To practise what I had learnt in the earlier course, I decided to set up a preprocessing and modeling pipeline, which required a fair amount of changes to the sample notebook. I commented out the affected portions and appended new cells with code implementing a simple pipeline.

I also made some tweaks to the XGBoost model, specifically by increasing the n_estimators and reducing the learning_rate parameters, which would theoretically improve the fit of the model with the additional cost of compute time. There was also a chance of overfitting, but since I didn’t push the parameters too much, the risk should be minimal.

Adding the pipeline shouldn’t affect the score since it was more about refactoring the code to improve the plumbing, but changing the model should theoretically improve the score, which it did. Not bad for very quick and minor changes.

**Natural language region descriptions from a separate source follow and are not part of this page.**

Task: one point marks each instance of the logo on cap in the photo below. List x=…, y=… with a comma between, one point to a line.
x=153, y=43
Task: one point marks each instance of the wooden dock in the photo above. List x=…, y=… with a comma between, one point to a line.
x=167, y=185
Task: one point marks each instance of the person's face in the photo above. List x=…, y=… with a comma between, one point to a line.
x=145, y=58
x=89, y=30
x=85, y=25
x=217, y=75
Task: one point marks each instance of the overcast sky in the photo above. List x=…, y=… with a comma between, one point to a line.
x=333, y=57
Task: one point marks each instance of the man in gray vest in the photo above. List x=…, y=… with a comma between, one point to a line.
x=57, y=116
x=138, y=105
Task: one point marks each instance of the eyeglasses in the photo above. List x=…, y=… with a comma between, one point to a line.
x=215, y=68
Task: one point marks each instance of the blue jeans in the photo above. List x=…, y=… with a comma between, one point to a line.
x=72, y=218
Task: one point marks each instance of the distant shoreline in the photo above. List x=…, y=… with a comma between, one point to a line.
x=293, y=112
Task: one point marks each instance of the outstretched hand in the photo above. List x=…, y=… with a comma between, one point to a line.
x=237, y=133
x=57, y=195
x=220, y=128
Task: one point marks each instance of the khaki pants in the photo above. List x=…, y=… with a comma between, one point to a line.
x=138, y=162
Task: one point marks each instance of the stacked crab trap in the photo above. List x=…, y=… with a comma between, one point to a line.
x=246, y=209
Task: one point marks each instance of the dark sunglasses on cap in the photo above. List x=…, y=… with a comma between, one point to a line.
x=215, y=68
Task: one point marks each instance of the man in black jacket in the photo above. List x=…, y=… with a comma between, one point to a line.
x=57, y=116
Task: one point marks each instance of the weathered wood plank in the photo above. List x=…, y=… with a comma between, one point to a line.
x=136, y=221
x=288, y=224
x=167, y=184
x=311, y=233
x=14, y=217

There are still a few days left before the end of the competition, but I decided to call it a day. Reviewing the Python course was useful and the two machine learning courses were quite informative and provided practical code examples.

Now that my data science learning engine has restarted, I’ll continue with additional Kaggle Learn courses and try out other InClass competitions. Hopefully the momentum doesn’t fizzle out too fast this time, and I’ll be able to continue picking up additional knowledge.